In the treatment of patients with programmed cell death ligand 1 (PD-L1)-positive, unresectable, and locally advanced nonsmall cell lung cancer (NSCLC), the use of durvalumab immunotherapy in combination with curative radiotherapy yields survival gains with tolerable adverse events (AEs), as shown in the results of the phase II DOLPHIN trial.
DOLPHIN included 74 patients who were recruited across 12 institutions in Japan. All patients received radiotherapy (60 Gy) plus concurrent and maintenance durvalumab immunotherapy, administered at 10 mg/kg every 2 weeks for up to 1 year.
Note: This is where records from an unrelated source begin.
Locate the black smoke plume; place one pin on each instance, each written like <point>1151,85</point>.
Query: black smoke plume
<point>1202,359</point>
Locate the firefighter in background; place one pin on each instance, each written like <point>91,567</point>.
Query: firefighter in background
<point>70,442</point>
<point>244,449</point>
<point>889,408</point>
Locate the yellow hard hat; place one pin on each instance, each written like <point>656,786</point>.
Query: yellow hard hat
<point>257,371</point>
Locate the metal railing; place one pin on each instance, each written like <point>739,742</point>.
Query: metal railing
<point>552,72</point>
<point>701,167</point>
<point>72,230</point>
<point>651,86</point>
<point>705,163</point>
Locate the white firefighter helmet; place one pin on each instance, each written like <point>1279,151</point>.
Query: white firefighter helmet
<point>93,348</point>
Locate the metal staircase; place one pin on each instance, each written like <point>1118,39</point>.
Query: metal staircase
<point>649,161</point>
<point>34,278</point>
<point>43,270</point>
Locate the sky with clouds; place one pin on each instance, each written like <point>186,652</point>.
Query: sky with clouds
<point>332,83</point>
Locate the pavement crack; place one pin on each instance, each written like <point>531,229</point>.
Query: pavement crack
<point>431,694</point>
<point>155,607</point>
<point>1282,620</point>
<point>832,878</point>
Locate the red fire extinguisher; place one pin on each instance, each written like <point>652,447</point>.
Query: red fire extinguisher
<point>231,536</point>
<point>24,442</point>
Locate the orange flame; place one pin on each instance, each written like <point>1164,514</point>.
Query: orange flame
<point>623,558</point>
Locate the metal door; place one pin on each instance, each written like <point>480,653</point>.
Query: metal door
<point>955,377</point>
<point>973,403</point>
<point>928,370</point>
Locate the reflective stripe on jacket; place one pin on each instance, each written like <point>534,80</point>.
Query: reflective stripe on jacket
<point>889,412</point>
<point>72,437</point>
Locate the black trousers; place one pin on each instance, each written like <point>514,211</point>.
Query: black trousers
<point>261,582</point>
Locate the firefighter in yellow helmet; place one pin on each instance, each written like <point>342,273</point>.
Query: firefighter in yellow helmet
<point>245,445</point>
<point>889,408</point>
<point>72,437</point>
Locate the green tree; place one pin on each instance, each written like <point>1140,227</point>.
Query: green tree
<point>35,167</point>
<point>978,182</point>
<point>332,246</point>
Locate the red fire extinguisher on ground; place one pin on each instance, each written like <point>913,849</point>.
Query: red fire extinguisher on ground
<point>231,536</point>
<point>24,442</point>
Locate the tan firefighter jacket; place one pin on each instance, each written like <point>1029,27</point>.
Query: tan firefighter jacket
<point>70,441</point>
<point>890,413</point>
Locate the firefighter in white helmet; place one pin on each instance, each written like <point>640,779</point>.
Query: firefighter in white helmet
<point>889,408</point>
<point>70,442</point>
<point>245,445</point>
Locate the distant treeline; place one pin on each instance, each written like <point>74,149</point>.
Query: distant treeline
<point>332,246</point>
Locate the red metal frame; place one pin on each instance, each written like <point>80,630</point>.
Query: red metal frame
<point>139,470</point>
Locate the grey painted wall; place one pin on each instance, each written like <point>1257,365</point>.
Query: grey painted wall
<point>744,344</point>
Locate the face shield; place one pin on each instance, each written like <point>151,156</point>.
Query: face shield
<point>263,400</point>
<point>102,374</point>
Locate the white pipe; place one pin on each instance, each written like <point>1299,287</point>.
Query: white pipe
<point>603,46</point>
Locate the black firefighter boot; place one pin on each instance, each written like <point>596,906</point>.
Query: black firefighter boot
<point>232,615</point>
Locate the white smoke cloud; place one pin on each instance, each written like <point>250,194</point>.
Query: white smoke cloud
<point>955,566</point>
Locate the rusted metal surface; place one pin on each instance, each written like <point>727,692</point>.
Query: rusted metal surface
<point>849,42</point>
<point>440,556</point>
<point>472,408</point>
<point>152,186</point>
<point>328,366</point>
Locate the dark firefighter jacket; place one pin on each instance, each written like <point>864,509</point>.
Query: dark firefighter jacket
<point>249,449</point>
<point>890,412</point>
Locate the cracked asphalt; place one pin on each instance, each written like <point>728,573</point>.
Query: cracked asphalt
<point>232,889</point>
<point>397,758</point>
The rate of 12-month progression-free survival (PFS), evaluated by an independent central review, was the primary endpoint. PFS was estimated using the Kaplan-Meier method. Secondary endpoints included PFS, objective response rate, treatment completion rate, and AEs.
A total of 35 patients (median age 72 years, 88.6 percent men) were included in the full analysis set of the evaluable population. The PFS rate at 12 months was 72.1 percent (90 percent confidence interval [CI], 59.1–85.1), with a median PFS of 25.6 months (95 percent CI, 13.1 months to not estimable). The median follow-up duration was 22.8 months (range, 4.3–31.8 months).
Most patients (97.1 percent) completed the scheduled radiation therapy. The confirmed objective response rate was 90.9 percent (95 percent CI, 75.7–98.1), while the treatment completion rate was 57.6 percent (95 percent CI, 39.2–74.5).
For the safety analysis, 34 patients were evaluated. Grade 3 or 4 AEs occurred in 52.9 percent of patients, while grade 5 AEs were documented in 5.9 percent. Pneumonitis or radiation pneumonitis of any grade were reported in 67.6 percent of patients.